Adan had gone to Antiva City to bid on contracts, and three nights later Nehna was dragged out of bed and made to watch as they killed him slowly, because he'd dare to have what was not given. The man who was Master of House Escipo held Satheraan like he knew anything about babies and Nehna promised herself in her towering rage as Adan finally screamed that the Crows would not not not not not have her son!
Adan died with his eyes sliced open and Master Escipo soothed Satheraan when he woke up to his father's screams and started to cry himself. He rocked her son gently back to sleep as he told her that Adan had cost the Crows the entirety of the value of his training and upkeep with the need for his execution. Everything he owned was now the Crows', with the gracious exception of the clothes she was wearing and what she could take in one bag. Some of the Crows watched her as she packed up her woodcarving knives, a few changes of clothes for herself and Satheraan, and her son's blanket. They didn't let her keep any of the courting gifts Adan had given her, or any of the household money.
They didn't search her, so she didn't have to find out what they'd say about the flat throwing knives Adan had given her, and taught her how to use. She teetered right on the edge of pulling them out and taking at least Master Escipo with her when, once she was finished packing, the Crows escorted her back into his presence and he smiled and named the size of the debt that was still owed on top of Adan's death and the seizure of everything they'd owned. Perhaps the King of Antiva could have paid it back, or the richest merchant houses, she would never be able to.
"Of course," Master Escipo said, and in Adan's voice she would have called it smooth but with this man it was pure slime. "The price of a life can be paid by another's life."
He was still holding her son.
"Mine then," Nehna told him. "Let me leave my son with the neighbors and you can have me."

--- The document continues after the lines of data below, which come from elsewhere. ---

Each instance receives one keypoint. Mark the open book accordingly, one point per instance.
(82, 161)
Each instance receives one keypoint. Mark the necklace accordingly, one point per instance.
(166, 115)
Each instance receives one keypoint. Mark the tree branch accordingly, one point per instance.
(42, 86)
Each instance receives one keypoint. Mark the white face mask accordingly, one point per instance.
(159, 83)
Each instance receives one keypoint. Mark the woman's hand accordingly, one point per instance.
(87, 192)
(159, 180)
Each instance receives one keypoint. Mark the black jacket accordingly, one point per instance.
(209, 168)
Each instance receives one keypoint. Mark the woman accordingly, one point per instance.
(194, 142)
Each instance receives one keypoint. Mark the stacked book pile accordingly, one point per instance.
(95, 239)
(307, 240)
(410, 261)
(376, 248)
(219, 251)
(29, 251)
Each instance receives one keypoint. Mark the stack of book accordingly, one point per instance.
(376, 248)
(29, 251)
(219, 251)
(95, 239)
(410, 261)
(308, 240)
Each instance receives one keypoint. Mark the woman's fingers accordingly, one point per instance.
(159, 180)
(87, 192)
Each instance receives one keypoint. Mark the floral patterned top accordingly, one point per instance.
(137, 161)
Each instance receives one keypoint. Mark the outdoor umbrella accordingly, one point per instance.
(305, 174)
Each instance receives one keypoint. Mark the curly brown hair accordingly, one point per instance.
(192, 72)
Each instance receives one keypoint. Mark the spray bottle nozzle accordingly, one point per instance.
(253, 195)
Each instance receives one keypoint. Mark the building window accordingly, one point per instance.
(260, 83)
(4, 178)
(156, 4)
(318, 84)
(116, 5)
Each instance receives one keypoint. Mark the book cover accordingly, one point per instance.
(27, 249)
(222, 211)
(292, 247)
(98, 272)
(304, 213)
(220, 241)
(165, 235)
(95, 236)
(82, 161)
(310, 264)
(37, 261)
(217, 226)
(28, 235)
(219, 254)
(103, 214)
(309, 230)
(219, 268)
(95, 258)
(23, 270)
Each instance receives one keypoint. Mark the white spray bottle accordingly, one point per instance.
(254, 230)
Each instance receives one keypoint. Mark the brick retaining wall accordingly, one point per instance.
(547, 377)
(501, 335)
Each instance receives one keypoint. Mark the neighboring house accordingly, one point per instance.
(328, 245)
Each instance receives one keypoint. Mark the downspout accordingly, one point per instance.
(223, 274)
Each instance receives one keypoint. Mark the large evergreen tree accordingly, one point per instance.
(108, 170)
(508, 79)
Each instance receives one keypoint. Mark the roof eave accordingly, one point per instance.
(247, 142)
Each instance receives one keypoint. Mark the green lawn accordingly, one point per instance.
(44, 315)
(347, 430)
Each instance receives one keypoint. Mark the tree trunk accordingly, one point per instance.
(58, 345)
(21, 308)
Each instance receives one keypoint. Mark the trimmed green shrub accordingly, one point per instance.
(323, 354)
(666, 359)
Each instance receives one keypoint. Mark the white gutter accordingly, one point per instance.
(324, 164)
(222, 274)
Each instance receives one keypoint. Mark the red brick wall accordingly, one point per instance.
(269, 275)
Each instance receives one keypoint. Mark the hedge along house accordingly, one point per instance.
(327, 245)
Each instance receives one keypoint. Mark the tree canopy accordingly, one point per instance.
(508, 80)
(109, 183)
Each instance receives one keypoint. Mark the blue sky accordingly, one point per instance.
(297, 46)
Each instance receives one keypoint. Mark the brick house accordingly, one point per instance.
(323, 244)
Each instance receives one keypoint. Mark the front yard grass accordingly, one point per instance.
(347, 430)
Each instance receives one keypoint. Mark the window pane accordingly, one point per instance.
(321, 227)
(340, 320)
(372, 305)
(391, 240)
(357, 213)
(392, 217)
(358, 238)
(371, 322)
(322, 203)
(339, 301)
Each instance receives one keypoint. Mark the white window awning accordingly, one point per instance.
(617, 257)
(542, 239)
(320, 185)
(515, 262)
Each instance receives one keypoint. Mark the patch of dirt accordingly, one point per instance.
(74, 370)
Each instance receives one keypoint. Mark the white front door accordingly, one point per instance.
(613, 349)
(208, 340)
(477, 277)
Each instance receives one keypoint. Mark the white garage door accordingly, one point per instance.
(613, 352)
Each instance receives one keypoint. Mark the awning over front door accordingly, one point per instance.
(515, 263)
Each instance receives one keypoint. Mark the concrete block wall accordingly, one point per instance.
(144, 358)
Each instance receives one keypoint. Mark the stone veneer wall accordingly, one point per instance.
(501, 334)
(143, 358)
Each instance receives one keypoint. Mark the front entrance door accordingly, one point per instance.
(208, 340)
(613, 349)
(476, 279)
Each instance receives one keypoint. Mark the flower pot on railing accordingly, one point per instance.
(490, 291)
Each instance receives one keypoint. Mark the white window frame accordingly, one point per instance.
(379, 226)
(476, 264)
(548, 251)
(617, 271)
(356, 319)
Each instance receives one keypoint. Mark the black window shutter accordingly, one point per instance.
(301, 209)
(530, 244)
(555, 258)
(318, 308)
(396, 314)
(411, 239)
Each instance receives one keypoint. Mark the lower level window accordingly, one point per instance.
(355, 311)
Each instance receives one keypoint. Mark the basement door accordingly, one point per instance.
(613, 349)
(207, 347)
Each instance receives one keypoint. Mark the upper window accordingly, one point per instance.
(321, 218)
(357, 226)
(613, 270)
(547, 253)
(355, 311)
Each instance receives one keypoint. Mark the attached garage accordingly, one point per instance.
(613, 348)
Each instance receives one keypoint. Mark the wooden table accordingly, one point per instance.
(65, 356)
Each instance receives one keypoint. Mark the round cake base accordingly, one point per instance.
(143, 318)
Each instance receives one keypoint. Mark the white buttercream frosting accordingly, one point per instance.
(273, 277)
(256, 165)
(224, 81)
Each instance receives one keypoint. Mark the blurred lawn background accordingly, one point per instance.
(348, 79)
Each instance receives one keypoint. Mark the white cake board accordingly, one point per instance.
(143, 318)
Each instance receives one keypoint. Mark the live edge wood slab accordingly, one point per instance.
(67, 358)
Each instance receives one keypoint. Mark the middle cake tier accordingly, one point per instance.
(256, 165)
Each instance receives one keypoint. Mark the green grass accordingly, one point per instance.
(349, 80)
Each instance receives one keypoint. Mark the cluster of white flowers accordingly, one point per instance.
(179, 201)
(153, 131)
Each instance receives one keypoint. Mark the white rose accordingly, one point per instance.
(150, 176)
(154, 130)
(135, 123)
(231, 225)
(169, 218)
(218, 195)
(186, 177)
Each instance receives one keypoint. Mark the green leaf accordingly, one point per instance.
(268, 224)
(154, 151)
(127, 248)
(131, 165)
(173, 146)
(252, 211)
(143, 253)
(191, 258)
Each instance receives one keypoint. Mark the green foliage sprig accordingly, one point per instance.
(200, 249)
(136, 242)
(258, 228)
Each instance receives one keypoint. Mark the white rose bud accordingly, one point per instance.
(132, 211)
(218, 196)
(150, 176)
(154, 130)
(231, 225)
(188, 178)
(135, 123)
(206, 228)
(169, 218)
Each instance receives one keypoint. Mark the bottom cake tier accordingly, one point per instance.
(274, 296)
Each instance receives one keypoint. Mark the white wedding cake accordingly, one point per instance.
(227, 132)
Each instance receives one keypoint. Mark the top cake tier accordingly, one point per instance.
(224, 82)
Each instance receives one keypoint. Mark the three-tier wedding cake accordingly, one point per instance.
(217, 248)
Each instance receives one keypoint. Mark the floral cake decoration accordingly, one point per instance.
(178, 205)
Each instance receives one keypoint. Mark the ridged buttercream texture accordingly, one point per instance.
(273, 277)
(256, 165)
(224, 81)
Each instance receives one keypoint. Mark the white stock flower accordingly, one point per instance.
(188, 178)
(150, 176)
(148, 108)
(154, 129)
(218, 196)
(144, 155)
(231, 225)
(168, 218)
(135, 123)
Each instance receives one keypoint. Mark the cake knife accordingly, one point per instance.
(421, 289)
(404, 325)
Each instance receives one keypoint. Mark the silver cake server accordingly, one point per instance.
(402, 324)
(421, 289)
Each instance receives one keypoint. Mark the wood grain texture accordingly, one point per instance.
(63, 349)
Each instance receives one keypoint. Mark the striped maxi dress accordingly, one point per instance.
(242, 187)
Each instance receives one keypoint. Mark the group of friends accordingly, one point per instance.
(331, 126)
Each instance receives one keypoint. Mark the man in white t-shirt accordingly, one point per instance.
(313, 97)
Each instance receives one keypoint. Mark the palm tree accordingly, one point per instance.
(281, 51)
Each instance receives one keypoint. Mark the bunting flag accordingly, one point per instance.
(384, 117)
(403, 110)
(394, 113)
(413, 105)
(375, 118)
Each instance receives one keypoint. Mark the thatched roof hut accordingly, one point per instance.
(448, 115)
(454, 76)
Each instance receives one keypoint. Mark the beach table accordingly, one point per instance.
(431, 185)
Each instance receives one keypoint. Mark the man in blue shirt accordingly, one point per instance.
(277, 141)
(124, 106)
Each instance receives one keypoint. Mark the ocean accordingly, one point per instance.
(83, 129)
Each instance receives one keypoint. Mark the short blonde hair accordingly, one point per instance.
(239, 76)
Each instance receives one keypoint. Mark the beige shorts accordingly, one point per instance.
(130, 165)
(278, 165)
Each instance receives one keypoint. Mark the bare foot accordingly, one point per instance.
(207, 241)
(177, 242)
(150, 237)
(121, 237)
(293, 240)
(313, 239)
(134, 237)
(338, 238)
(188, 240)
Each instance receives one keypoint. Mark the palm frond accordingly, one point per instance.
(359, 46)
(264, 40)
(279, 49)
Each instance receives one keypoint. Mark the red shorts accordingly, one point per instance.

"Not enough," he said. "But speaking of your son- a Crow is valuable, and one brought up with us even more so. He would pay the rest of the debt in full, and then some. You could keep everything else you have."
They did not get to torment her husband his whole life just to take his son. No flat-ear, no shem'len, would break the sacred line of parent to child. She was Dalish. She knew her history, and she had her pride; and her son would have his.
She held her arms out.
"He's mine."
Master Escipo handed Satheraan back with a sharp-edged smile, and the Crows turned her out in the street.
The neighborhood wouldn't have her back. She tried taking odd jobs that she could still do while sitting and watching Satheraan, but they barely paid enough and inevitably turned her out when they learned about the Crows. The Crows were always watching, in Antiva, and it was best to stay beneath their notice. Nehna hadn't, and now they would make her pay for it.
Eventually there were no more odd jobs. She turned to begging. It didn't pay enough for consistent food, and every ten days a Crow would come and take whatever money she hadn't spent yet.
Nehna spent an entire day down at the docks trying to convince herself to ask for work for passage, but knew that no one would take a woman with a baby. Then she tried to convince herself to stow away.
She knew that the Crows would find her again, wherever she went, assuming that she was even allowed to get near a gangplank. Even if they didn't live up to their reputation, she would still be as good as dead- a young elvhen woman traveling alone with a baby was slaver bait for Tevinter.
Night fell over the sea, and when the brothel recruiter for the Summer Lily dropped a whole gold piece in her begging bowl and asked if a pretty Dalish woman like herself wouldn't object to making at least this much every night, she listened to him. She thought of the good it would do Satheraan to have steady food and someplace indoors. She thought about how even the money she'd make whoring wouldn't ever be enough to pay off the Crows, but it was the most money she would make, and how living in the semblance of false hope would be better than the lingering, soul-warping despair she had on the streets.
She accepted and felt every Dalish who'd ever live exile her from The People permanently.